Oui, bien sûr. Mais aussi, pour ne pas la transmettre aux autres. En restant à la maison, tu sauves des vies. »

Tu redresses la tête, un éclair de fierté traverse ton regard. Tu ne le savais pas. Je te le dis doucement.
Tu es une héroïne, ma chérie. »

Date d’écriture: 2020

Prison de temps #7

Je vis dans une prison de temps. Je suis paraplégique depuis mes dix-huit ans. Mon esprit est intact, mais mon corps ne retranscrit pas ses signaux en actions. Et pour cause, le contact électrique s’est rompu quelque part le long de ma colonne vertébrale. Impossible de communiquer, de prendre de décision, d’exister. Impossible, aussi, de décider de m’extraire de cette existence. Je ne peux qu’attendre. Attendre la mort.

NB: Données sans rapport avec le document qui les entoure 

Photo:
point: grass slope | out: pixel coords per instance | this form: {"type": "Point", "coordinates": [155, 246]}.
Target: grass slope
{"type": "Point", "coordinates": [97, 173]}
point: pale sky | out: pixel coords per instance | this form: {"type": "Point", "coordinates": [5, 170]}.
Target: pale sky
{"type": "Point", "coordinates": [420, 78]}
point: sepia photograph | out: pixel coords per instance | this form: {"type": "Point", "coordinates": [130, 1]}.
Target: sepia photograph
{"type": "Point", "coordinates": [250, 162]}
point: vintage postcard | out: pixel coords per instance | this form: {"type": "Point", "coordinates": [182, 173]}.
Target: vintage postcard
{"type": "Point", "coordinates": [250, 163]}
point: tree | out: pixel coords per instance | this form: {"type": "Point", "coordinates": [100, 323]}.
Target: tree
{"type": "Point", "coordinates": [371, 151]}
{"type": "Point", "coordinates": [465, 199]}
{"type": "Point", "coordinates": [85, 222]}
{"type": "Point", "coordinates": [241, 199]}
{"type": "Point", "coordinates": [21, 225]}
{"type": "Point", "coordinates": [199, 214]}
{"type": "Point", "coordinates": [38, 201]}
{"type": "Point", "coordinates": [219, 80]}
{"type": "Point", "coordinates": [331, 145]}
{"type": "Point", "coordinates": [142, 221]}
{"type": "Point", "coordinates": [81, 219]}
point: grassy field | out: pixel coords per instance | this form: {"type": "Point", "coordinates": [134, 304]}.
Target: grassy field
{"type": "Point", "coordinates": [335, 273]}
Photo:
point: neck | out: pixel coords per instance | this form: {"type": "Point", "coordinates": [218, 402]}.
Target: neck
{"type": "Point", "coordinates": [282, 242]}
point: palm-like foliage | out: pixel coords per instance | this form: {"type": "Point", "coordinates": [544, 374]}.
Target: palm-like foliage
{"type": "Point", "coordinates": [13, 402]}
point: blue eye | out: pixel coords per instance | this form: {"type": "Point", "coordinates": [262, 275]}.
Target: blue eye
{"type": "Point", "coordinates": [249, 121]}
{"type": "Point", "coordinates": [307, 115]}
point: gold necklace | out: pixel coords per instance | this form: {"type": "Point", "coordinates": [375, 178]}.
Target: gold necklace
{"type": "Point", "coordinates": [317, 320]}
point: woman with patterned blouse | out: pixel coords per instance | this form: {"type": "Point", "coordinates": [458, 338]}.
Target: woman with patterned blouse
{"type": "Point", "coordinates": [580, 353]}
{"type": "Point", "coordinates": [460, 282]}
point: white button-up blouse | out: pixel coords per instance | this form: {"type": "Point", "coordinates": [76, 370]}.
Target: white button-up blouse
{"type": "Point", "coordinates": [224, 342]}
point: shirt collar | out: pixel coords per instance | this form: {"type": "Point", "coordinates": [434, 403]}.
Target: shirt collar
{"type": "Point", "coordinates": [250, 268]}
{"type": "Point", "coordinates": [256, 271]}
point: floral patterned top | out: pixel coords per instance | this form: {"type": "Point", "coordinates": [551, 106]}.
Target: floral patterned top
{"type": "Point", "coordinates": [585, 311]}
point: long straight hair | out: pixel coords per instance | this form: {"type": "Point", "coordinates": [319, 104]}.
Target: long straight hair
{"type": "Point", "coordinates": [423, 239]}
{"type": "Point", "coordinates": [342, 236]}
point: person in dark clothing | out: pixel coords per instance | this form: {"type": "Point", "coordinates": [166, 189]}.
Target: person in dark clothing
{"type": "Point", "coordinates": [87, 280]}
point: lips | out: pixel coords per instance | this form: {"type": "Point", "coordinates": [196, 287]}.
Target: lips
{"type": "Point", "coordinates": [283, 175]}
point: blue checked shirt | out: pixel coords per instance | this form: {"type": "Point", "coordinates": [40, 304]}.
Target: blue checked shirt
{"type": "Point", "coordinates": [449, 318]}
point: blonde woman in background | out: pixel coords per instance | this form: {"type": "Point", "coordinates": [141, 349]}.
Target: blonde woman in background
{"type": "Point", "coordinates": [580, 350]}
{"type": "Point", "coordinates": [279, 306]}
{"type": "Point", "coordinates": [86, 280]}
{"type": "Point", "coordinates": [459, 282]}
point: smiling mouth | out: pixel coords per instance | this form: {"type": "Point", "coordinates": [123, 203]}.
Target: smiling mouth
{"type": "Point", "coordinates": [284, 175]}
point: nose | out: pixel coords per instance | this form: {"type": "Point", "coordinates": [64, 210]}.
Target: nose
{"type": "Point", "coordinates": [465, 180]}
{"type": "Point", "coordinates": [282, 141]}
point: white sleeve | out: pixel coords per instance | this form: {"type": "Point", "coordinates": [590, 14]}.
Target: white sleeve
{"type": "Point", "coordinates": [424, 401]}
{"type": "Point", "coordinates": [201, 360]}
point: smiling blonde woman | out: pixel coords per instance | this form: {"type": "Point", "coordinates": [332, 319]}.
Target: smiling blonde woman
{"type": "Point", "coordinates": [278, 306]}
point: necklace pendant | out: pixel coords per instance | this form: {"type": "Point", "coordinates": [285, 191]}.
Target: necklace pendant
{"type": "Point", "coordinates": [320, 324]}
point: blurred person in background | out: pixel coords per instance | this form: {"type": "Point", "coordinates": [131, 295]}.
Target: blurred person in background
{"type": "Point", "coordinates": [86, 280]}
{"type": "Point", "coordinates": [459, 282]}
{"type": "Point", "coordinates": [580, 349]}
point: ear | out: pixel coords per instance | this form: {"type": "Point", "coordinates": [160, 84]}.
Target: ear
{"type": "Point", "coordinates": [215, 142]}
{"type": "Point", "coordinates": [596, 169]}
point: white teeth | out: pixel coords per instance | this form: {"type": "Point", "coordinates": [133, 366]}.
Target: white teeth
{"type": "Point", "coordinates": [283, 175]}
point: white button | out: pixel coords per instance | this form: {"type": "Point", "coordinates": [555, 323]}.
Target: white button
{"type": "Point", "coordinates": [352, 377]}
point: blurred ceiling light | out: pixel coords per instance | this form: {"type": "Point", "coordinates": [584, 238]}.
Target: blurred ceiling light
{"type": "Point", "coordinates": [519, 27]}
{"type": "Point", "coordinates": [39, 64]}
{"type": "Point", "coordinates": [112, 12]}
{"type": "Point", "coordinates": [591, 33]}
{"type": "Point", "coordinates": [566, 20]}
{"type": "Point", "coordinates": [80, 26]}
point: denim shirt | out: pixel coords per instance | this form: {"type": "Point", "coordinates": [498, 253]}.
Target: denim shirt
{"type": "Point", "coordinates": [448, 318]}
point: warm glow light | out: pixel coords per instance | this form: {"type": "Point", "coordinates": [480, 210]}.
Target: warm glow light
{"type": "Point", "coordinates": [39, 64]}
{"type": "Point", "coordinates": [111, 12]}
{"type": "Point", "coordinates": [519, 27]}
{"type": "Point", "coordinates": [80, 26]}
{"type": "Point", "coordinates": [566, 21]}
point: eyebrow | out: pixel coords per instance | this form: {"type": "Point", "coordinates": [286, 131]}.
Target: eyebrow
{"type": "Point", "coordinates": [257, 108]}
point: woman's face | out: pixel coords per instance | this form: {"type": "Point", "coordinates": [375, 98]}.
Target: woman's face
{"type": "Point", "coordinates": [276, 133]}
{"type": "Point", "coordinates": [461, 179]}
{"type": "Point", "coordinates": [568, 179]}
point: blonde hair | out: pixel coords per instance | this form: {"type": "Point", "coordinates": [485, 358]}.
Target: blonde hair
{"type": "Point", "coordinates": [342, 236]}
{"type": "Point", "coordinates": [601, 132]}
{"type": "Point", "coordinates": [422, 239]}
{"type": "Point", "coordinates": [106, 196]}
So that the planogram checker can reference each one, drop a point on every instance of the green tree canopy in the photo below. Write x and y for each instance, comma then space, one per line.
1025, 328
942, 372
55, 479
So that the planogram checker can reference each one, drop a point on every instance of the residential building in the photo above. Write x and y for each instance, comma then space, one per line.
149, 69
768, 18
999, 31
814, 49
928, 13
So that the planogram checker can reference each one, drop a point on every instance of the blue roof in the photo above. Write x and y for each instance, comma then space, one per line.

Ce qui me reste d’intégrité physique n’a rien d’une bénédiction. C’est ma prison.

Date d’écriture: 2020

Prison de temps #6

Je vis dans une prison de temps. Une course permanente contre la montre, du matin au soir. La sonnerie du réveil, un café bien serré pour tenir le coup, et hop, direction le boulot. Réunions de direction, analyse des dernières tendances du business… quand j’ai de la chance, il me reste un quart d’heure pour engloutir un sandwich entre 12h30 et 12h45. Mais pas toujours. Quand je rentre vers 22h, ma vie sociale se résume à m’effondrer dans mon canapé devant la télé en attendant le lendemain. Et bien sûr, si je tente de prendre du repos, de m’en extraire quelques jours, la charge de travail ne cesse d’augmenter en mon absence. On m’a conseillé de démissionner, mais je ne peux envisager ma vie sans mon job.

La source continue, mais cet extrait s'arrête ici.